Last week I had a couple of nights in Aberdeen – the main purpose was to catch up with a graduating friend but I also took the opportunity to explore the Granite city centre and Footdee, which is within walking distance.
On my first day, I had some great weather to see the stunning Marischal College building which is the second largest granite building in the world (if you didn’t know the largest, it’s ‘El Escorial’ near Madrid in Spain). I remember visiting Aberdeen for the first time in 2008 and remember it being very grey – recently it’s undergone a deep clean so it looks great now! You can get an idea of what it used to look like as the neighbouring Greyfriars Kirk didn’t get the deep-clean treatment!
Built in the 16th century, Marischal College was the second largest university in Scotland, and while the building is still owned by the university of Aberdeen, it’s primarily the council headquarters. A pretty sweet spot for an office!
Marischal College overlooks Marischal Square, a modern mixed-use development which houses office space, cafes and restaurants – including the excellent Mackie’s ice cream parlour. Right in the centre is this stunning sculpture of a leopard which was worked on by Andy Scott who you might recognise as the creator of the Kelpies in Falkirk. Over 2 tonnes of steel is cleverly positioned on a single steel platform.
But how are leopards linked to this Scottish city? The story goes that King James I gave the city two of these cats as a gift after a period of captivity, after which the city underwrote the expenses he had incurred. There’s no other evidence that these were actually gifted, apart from the inclusion of a leopard on the city’s coat of arms. Whether or not you believe the story, the sculpture is impressive and worth a look!
Marischal Square also overlooks the house of Provost Skene, which is now a museum. It’s currently closed to the public due to refurbishment and will open in 2020.
On the following morning I took myself off to join a city centre walking tour.

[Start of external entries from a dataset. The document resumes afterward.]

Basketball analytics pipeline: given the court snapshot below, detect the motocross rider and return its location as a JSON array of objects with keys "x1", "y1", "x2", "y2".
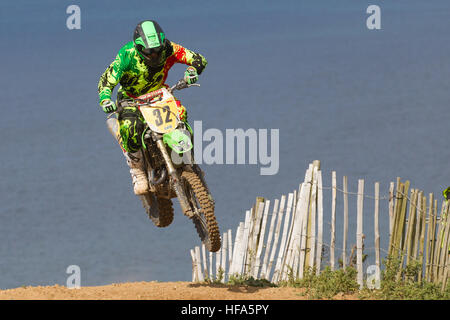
[{"x1": 98, "y1": 20, "x2": 207, "y2": 195}]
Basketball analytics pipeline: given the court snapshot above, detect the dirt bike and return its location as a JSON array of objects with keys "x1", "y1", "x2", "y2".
[{"x1": 107, "y1": 80, "x2": 221, "y2": 252}]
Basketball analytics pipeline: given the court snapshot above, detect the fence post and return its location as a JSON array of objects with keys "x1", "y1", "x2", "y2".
[
  {"x1": 418, "y1": 193, "x2": 427, "y2": 283},
  {"x1": 330, "y1": 171, "x2": 336, "y2": 270},
  {"x1": 195, "y1": 246, "x2": 205, "y2": 282},
  {"x1": 389, "y1": 182, "x2": 395, "y2": 239},
  {"x1": 228, "y1": 229, "x2": 233, "y2": 280},
  {"x1": 190, "y1": 249, "x2": 197, "y2": 282},
  {"x1": 425, "y1": 193, "x2": 434, "y2": 281},
  {"x1": 342, "y1": 176, "x2": 348, "y2": 270},
  {"x1": 356, "y1": 179, "x2": 364, "y2": 289},
  {"x1": 261, "y1": 199, "x2": 280, "y2": 279},
  {"x1": 266, "y1": 195, "x2": 286, "y2": 282},
  {"x1": 274, "y1": 193, "x2": 294, "y2": 282},
  {"x1": 374, "y1": 182, "x2": 381, "y2": 288},
  {"x1": 316, "y1": 171, "x2": 323, "y2": 275}
]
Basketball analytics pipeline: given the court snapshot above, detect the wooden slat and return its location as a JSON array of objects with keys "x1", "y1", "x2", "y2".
[
  {"x1": 342, "y1": 176, "x2": 348, "y2": 270},
  {"x1": 261, "y1": 199, "x2": 280, "y2": 279},
  {"x1": 266, "y1": 195, "x2": 286, "y2": 282},
  {"x1": 374, "y1": 182, "x2": 381, "y2": 283},
  {"x1": 330, "y1": 171, "x2": 336, "y2": 270},
  {"x1": 273, "y1": 193, "x2": 294, "y2": 282},
  {"x1": 195, "y1": 246, "x2": 205, "y2": 282},
  {"x1": 356, "y1": 179, "x2": 364, "y2": 289},
  {"x1": 316, "y1": 171, "x2": 323, "y2": 275}
]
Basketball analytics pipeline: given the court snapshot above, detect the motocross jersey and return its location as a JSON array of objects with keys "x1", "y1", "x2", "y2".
[{"x1": 98, "y1": 41, "x2": 207, "y2": 103}]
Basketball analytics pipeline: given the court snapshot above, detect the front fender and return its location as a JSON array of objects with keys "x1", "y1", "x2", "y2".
[{"x1": 163, "y1": 129, "x2": 192, "y2": 153}]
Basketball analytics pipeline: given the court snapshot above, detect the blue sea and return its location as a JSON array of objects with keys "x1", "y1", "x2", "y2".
[{"x1": 0, "y1": 0, "x2": 450, "y2": 289}]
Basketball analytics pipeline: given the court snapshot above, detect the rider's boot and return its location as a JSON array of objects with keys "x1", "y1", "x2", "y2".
[{"x1": 124, "y1": 150, "x2": 150, "y2": 195}]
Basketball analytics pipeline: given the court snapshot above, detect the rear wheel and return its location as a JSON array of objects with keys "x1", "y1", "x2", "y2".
[
  {"x1": 181, "y1": 171, "x2": 221, "y2": 252},
  {"x1": 140, "y1": 192, "x2": 173, "y2": 228}
]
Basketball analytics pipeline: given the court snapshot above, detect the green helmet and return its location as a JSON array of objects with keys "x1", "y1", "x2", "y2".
[
  {"x1": 442, "y1": 187, "x2": 450, "y2": 200},
  {"x1": 133, "y1": 20, "x2": 168, "y2": 67}
]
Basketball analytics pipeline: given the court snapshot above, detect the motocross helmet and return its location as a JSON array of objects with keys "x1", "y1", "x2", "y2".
[{"x1": 133, "y1": 20, "x2": 168, "y2": 67}]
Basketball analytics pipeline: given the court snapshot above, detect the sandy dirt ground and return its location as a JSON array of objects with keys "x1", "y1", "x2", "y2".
[{"x1": 0, "y1": 281, "x2": 356, "y2": 300}]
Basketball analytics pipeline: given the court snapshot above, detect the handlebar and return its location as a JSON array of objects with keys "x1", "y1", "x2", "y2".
[{"x1": 108, "y1": 79, "x2": 200, "y2": 118}]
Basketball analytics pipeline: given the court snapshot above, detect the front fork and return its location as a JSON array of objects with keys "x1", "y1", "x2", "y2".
[{"x1": 156, "y1": 137, "x2": 194, "y2": 218}]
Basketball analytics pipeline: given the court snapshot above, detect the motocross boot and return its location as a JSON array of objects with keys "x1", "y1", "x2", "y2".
[{"x1": 124, "y1": 150, "x2": 150, "y2": 195}]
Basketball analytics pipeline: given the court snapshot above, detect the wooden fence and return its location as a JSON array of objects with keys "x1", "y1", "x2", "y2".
[{"x1": 191, "y1": 160, "x2": 450, "y2": 288}]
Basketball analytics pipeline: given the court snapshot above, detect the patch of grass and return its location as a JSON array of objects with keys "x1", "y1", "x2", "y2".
[
  {"x1": 280, "y1": 267, "x2": 359, "y2": 299},
  {"x1": 360, "y1": 259, "x2": 450, "y2": 300},
  {"x1": 227, "y1": 275, "x2": 277, "y2": 287}
]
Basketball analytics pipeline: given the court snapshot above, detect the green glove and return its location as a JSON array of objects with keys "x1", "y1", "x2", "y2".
[
  {"x1": 184, "y1": 67, "x2": 198, "y2": 84},
  {"x1": 100, "y1": 99, "x2": 117, "y2": 113},
  {"x1": 442, "y1": 187, "x2": 450, "y2": 200}
]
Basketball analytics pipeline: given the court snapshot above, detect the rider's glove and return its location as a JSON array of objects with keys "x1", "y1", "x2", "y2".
[
  {"x1": 184, "y1": 67, "x2": 198, "y2": 84},
  {"x1": 100, "y1": 99, "x2": 117, "y2": 113}
]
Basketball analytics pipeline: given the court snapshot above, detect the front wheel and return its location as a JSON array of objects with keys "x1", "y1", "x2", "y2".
[
  {"x1": 139, "y1": 192, "x2": 173, "y2": 228},
  {"x1": 181, "y1": 171, "x2": 221, "y2": 252}
]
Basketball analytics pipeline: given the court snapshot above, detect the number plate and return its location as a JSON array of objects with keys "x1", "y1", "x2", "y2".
[{"x1": 140, "y1": 92, "x2": 180, "y2": 134}]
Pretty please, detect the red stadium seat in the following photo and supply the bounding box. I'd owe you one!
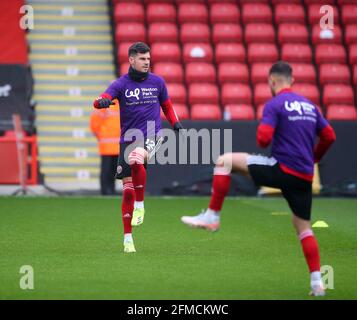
[210,3,240,24]
[320,64,351,85]
[323,83,354,106]
[167,83,187,103]
[117,42,133,64]
[278,23,309,44]
[275,3,305,24]
[185,62,216,83]
[146,3,176,23]
[115,22,146,43]
[342,4,357,25]
[244,23,275,44]
[307,1,339,27]
[326,104,357,121]
[349,44,357,65]
[218,62,249,84]
[188,83,219,105]
[250,62,272,85]
[178,3,208,23]
[312,24,342,44]
[215,43,245,63]
[149,22,178,43]
[281,43,312,63]
[191,104,222,120]
[160,103,190,120]
[221,83,252,105]
[183,43,213,62]
[212,23,243,43]
[119,62,129,75]
[291,63,316,84]
[248,43,279,63]
[114,2,145,23]
[153,62,183,82]
[345,24,357,44]
[254,83,272,106]
[292,83,320,105]
[224,104,255,120]
[242,2,273,24]
[151,42,181,62]
[181,23,210,43]
[315,44,346,64]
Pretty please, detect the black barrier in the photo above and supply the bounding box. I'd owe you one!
[147,121,357,195]
[0,65,34,132]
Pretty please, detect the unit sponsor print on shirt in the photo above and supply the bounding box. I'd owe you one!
[284,100,317,122]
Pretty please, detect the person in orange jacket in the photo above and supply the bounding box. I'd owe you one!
[90,100,120,195]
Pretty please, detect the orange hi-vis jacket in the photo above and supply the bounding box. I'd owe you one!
[90,100,120,156]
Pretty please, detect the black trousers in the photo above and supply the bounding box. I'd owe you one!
[100,156,118,195]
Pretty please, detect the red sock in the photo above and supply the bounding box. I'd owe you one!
[129,151,146,201]
[299,230,320,272]
[208,167,231,211]
[121,182,135,234]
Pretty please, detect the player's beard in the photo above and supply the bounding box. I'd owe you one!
[128,66,149,82]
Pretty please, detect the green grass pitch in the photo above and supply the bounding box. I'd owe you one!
[0,197,357,300]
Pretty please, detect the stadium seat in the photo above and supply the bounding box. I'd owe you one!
[153,62,183,82]
[183,43,213,63]
[315,44,346,64]
[210,3,240,24]
[215,43,245,63]
[149,22,178,43]
[224,104,255,120]
[114,2,145,23]
[349,44,357,65]
[320,64,351,85]
[312,24,342,45]
[166,83,187,103]
[242,2,273,24]
[212,23,243,43]
[218,62,249,84]
[281,43,312,63]
[180,23,211,43]
[244,23,275,44]
[291,63,316,84]
[292,83,320,105]
[250,62,272,85]
[326,104,357,121]
[248,43,279,63]
[323,83,354,106]
[185,62,216,83]
[278,23,309,44]
[221,83,252,105]
[178,2,208,24]
[345,24,357,45]
[342,4,357,25]
[146,3,176,23]
[151,42,181,62]
[191,104,222,120]
[275,3,305,24]
[115,22,146,43]
[254,83,272,106]
[188,83,219,105]
[307,1,339,26]
[119,62,129,75]
[160,103,190,120]
[117,42,133,64]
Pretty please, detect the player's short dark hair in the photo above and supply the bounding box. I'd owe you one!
[128,42,150,57]
[269,61,293,79]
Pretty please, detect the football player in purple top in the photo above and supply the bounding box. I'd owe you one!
[181,61,336,296]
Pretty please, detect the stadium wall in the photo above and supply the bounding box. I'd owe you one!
[147,121,357,196]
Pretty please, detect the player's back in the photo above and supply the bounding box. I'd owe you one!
[262,90,326,175]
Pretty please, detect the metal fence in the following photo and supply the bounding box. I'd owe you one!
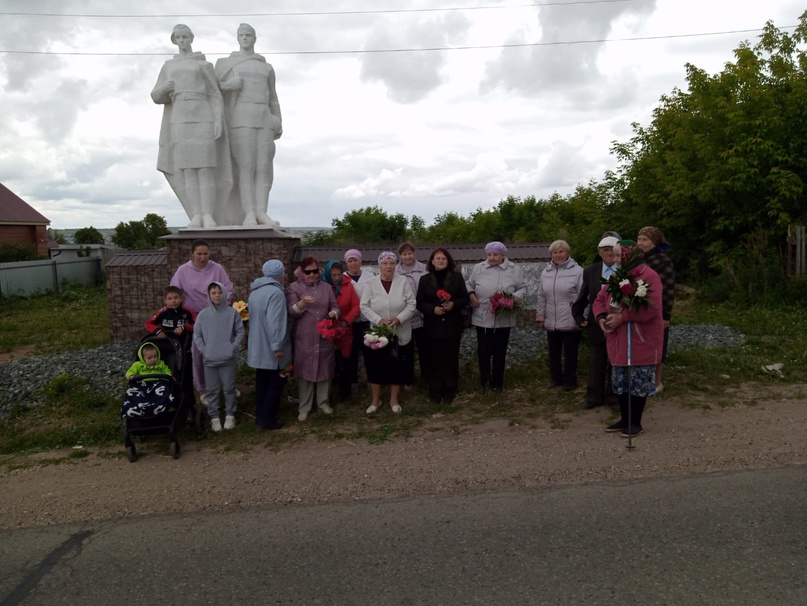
[0,258,104,297]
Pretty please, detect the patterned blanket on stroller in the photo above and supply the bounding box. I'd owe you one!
[120,379,174,419]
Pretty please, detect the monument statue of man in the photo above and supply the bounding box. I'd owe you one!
[216,23,283,227]
[151,24,232,227]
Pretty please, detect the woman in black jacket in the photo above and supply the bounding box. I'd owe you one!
[417,248,468,404]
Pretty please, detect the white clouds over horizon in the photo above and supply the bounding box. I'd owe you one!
[0,0,802,228]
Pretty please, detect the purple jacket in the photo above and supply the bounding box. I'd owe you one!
[286,278,339,381]
[589,264,664,366]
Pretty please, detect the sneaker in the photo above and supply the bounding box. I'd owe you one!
[622,425,642,438]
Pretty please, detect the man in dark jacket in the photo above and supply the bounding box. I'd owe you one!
[572,236,620,409]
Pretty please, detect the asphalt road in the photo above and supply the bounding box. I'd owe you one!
[0,466,807,606]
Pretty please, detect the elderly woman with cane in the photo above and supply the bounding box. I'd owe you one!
[594,245,664,439]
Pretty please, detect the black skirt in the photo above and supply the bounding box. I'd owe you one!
[361,341,414,385]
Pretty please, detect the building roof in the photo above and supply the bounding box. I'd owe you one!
[106,250,168,267]
[0,183,50,225]
[294,242,551,265]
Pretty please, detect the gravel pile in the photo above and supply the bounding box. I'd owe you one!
[0,325,745,419]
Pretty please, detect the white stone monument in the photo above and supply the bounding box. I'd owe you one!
[216,23,283,227]
[151,24,232,228]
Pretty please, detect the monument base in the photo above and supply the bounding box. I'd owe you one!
[163,226,300,300]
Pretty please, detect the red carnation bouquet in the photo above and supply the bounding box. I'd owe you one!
[490,291,521,314]
[602,240,652,310]
[317,318,346,341]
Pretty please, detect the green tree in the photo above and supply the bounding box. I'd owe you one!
[73,225,105,244]
[331,206,409,244]
[614,13,807,272]
[112,213,171,250]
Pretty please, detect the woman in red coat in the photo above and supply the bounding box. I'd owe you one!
[594,250,664,438]
[322,260,360,400]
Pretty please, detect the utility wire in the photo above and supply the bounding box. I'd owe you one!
[0,0,635,19]
[0,25,796,57]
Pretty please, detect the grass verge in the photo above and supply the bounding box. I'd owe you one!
[0,289,807,463]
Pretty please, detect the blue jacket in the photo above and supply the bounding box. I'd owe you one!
[247,278,292,370]
[193,282,244,366]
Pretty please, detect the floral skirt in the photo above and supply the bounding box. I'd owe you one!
[611,365,656,398]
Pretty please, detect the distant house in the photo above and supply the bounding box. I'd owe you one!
[0,183,50,257]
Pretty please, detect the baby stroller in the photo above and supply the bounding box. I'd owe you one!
[121,335,205,463]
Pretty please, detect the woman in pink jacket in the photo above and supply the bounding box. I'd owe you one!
[594,263,664,438]
[322,260,359,400]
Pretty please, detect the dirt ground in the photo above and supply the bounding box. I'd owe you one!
[0,384,807,528]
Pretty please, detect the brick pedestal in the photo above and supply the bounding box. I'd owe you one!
[106,229,300,341]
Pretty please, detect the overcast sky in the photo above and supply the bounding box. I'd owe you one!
[0,0,804,229]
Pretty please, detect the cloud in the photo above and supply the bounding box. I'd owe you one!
[480,0,656,97]
[360,13,471,103]
[333,167,403,199]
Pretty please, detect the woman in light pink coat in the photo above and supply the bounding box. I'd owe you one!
[593,263,664,438]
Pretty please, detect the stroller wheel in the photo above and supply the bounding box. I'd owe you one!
[126,443,137,463]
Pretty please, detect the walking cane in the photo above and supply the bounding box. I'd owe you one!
[626,322,636,450]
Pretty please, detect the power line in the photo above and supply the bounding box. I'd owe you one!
[0,0,635,19]
[0,25,796,57]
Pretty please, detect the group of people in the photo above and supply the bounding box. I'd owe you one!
[140,227,675,436]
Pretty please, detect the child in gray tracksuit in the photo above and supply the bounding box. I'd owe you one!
[193,282,244,431]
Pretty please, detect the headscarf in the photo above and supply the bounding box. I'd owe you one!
[262,259,286,278]
[485,241,507,256]
[639,225,670,252]
[345,248,363,263]
[322,259,342,297]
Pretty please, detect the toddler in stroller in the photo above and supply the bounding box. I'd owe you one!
[121,336,204,462]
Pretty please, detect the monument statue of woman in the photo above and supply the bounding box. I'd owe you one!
[151,24,232,228]
[216,23,283,227]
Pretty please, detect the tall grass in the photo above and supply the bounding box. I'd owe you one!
[0,286,109,354]
[0,289,807,453]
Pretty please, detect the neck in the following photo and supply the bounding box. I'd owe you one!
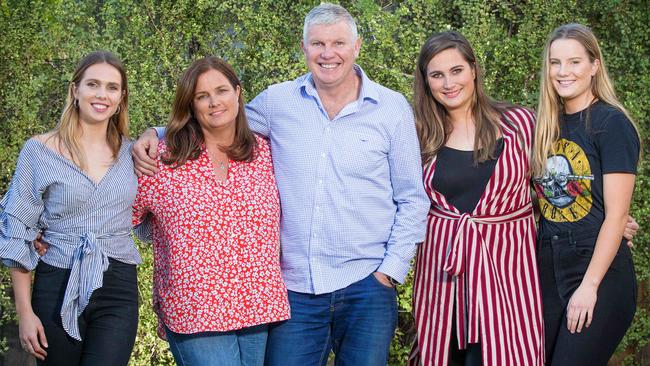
[79,120,108,145]
[202,126,235,147]
[447,108,474,126]
[315,70,361,103]
[564,93,595,114]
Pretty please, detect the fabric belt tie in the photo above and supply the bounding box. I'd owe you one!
[48,232,112,341]
[429,202,533,349]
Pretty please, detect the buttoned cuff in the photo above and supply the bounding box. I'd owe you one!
[377,256,411,284]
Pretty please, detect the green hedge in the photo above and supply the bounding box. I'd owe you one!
[0,0,650,365]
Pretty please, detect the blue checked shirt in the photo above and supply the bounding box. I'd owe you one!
[246,66,429,294]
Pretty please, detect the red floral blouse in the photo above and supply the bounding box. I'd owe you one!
[133,137,290,338]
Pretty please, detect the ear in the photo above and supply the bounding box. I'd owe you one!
[300,40,307,57]
[354,37,361,59]
[591,59,600,76]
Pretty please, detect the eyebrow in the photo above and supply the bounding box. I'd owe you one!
[83,78,120,85]
[429,64,465,75]
[194,84,228,96]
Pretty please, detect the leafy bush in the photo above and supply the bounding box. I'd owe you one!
[0,0,650,365]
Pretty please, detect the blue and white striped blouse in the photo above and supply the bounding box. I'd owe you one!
[0,139,141,340]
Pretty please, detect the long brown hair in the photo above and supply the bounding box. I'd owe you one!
[161,56,257,167]
[51,51,129,170]
[413,31,509,164]
[531,23,639,177]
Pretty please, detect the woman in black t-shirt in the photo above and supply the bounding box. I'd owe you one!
[531,24,640,366]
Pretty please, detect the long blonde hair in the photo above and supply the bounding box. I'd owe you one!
[413,31,511,164]
[51,51,129,170]
[531,23,639,177]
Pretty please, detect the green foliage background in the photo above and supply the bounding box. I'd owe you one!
[0,0,650,365]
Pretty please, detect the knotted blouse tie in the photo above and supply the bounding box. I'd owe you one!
[46,231,130,341]
[429,202,533,349]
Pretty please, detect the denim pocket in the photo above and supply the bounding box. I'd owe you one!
[370,272,395,290]
[569,238,596,260]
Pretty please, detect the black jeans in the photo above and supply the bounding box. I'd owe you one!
[32,259,138,366]
[537,231,637,366]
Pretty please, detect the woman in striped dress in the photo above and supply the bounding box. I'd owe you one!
[410,32,544,366]
[0,51,141,366]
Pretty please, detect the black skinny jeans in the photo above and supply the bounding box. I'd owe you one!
[32,259,138,366]
[537,231,637,366]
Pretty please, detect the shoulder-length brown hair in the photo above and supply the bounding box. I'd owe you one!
[51,51,129,171]
[413,31,510,164]
[161,56,257,167]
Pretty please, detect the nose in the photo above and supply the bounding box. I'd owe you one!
[557,62,569,76]
[209,95,218,108]
[442,75,454,89]
[321,46,334,58]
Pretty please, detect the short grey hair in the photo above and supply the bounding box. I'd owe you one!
[302,3,359,43]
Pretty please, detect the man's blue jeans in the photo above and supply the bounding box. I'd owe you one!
[165,324,268,366]
[266,274,397,366]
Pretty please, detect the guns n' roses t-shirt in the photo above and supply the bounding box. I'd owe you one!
[533,101,640,235]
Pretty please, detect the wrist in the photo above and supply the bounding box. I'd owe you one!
[16,304,34,318]
[581,276,600,289]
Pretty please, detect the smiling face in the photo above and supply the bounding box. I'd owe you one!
[548,39,600,113]
[301,21,361,89]
[427,48,476,111]
[192,69,240,133]
[72,63,123,123]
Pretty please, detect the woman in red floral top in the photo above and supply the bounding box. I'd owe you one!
[134,57,290,365]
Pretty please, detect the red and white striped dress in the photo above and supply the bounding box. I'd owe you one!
[409,108,544,366]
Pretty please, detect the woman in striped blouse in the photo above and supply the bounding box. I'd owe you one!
[410,32,544,366]
[0,51,141,366]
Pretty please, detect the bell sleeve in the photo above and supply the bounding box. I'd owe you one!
[0,141,44,271]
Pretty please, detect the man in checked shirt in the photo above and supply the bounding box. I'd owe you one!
[133,3,429,366]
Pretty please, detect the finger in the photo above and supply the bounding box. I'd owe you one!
[149,141,158,162]
[27,335,47,360]
[566,306,577,333]
[135,165,156,177]
[37,326,48,348]
[576,310,587,333]
[133,156,158,175]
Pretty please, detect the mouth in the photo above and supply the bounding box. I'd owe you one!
[442,89,463,99]
[90,103,108,113]
[556,80,575,87]
[318,63,341,70]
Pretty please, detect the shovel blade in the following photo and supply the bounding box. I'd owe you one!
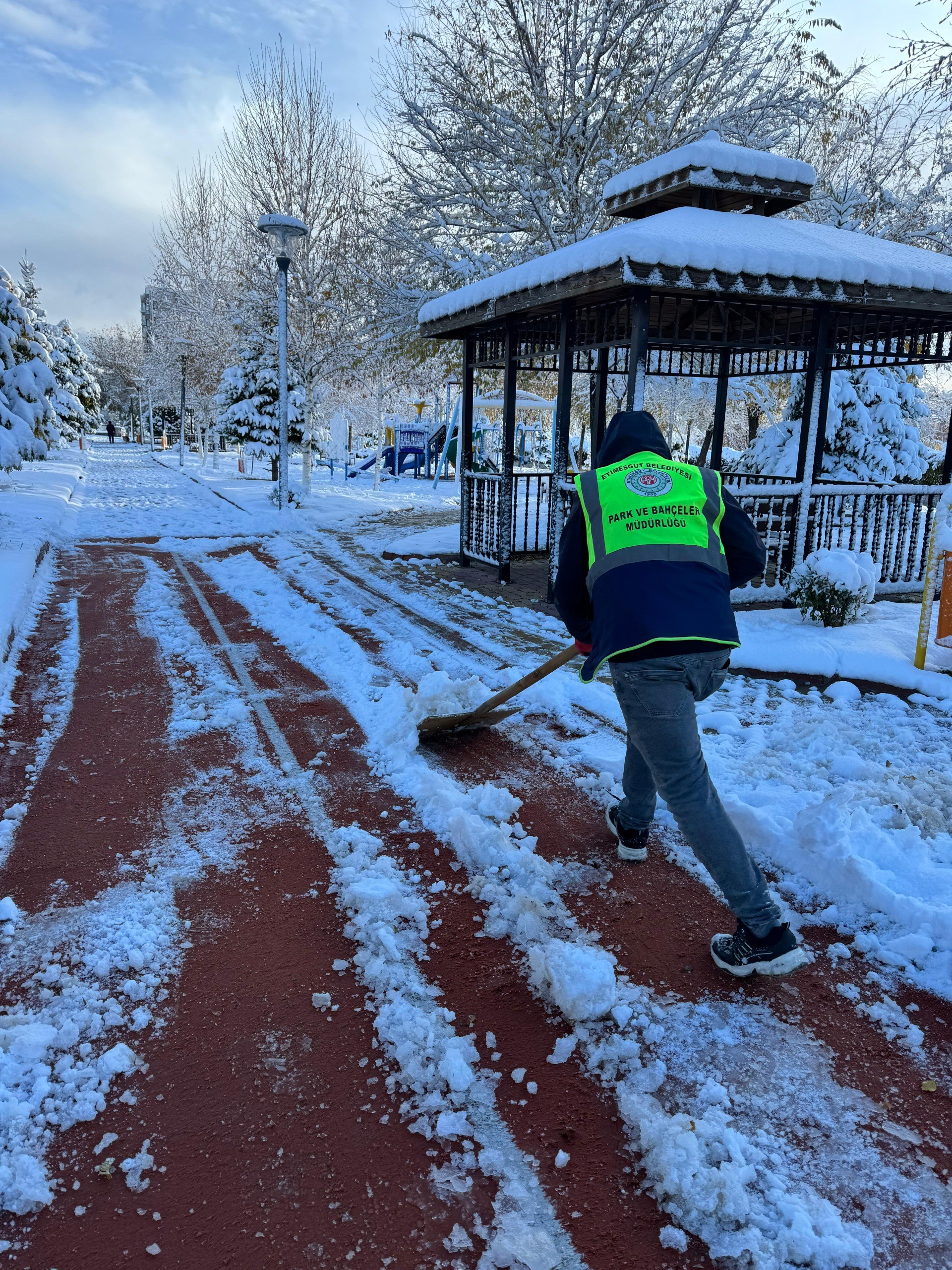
[416,706,519,740]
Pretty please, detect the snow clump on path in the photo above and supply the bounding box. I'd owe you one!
[325,827,583,1270]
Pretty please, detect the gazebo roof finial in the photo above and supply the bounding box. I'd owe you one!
[603,128,816,220]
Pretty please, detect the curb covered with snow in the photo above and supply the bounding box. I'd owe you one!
[731,599,952,703]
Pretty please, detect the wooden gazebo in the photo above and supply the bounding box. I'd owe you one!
[419,133,952,599]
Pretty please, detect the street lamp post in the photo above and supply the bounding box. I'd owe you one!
[175,339,192,467]
[258,212,307,512]
[146,383,155,449]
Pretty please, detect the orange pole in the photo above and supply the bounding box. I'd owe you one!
[934,551,952,648]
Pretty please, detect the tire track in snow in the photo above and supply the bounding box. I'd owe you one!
[268,542,952,1092]
[199,543,952,1264]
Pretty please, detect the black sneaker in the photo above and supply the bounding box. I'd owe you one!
[605,803,649,860]
[711,922,810,979]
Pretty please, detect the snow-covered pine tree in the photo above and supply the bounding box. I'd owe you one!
[46,318,102,441]
[0,267,59,470]
[215,319,304,479]
[19,254,102,441]
[736,366,930,481]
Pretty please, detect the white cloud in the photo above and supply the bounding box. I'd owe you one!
[0,77,235,326]
[0,0,99,48]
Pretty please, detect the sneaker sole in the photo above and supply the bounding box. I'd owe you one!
[711,948,810,979]
[605,807,648,864]
[618,842,648,861]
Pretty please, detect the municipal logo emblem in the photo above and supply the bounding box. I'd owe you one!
[625,467,673,498]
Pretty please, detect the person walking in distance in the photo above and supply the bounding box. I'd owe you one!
[555,410,807,978]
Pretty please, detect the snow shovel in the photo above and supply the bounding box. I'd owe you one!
[416,644,579,739]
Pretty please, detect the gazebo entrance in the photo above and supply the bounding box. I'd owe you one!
[420,137,952,602]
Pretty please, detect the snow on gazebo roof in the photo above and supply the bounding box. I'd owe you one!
[417,204,952,335]
[601,132,816,220]
[601,132,816,198]
[472,388,555,410]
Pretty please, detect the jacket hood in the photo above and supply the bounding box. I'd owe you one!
[595,410,671,467]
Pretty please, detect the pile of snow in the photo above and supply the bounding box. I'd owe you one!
[792,547,879,603]
[404,671,491,723]
[321,823,581,1270]
[731,599,952,705]
[786,547,880,626]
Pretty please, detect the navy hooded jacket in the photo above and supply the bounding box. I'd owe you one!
[555,410,767,680]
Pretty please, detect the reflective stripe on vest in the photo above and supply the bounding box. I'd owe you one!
[575,451,727,593]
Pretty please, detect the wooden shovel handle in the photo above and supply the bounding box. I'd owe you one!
[472,644,579,719]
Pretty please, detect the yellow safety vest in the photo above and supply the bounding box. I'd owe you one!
[575,449,728,594]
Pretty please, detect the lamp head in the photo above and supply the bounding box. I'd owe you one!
[258,212,307,259]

I joined Scot Free Tours, and their free city centre 90-minute tour, which starts from the historic Mercat Cross on Castle Street. You get a great view of Union Street which is the main thoroughfare for the shops.
The tour was excellent, taking in such sights as Marischal College and Provost Skene’s house, as well as Aberdeen harbour and St Nicholas Graveyard, which is where Lia’s storytelling skills were tested to the max, thanks to a group of steel drummers outside the Bon Accord Centre! Her last tale in the graveyard revealed a surprising link to Harry Houdini, which I’m sure is not widely known. The tour was well pitched for people who had no knowledge of the city’s history and was peppered with interesting facts and characters of the past.
Something completely different is these newly painted rainbow stairs which lead to the Bon Accord shopping centre. As lovely as granite is (particularly on a sunny day when it positively sparkles!) these are a lovely pop of colour to brighten the city up.
Street art has also completely revamped Aberdeen, and next week’s post will focus on NUART Aberdeen. However, before NUART came along, there was the Painted Doors Aberdeen project, and these doors are all painted by artists and makers who live and work in Aberdeen.
On my only full day in Aberdeen, I walked from the city centre to Fittee (or Footdee as it is spelt) to explore this former traditional fishing village.
From one side of the waterfront were views back to the harbour, and then out to sea with Torry on the other side of the water. On the sea-facing front there are amazing views along Aberdeen beach.
Suzanne from Adventures around Scotland has written an informative guide to the history area and I’d recommend reading that before you visit to get an idea of what you might see.
I loved seeing all of the different houses and sheds which sit next to each other. It reminded me a little of Balnakeil Craft Village near Durness which has art studios decorated in different ways.
As this area is a conservation area, I would recommend arriving earlier in the day, if you want to get good photos without other tourists. Be respectful as it is still very much a residential area!
As I was just about to leave, an incoming ship’s horn sounded – it was quite something to get a glimpse of a huge boat passing by from the narrow street in the heart of the village.
So, there’s a whistle-stop guide to my recent Aberdeen explorations! I hope to return in the not-too-distant future to find some more historical and cultural gems in the Granite City.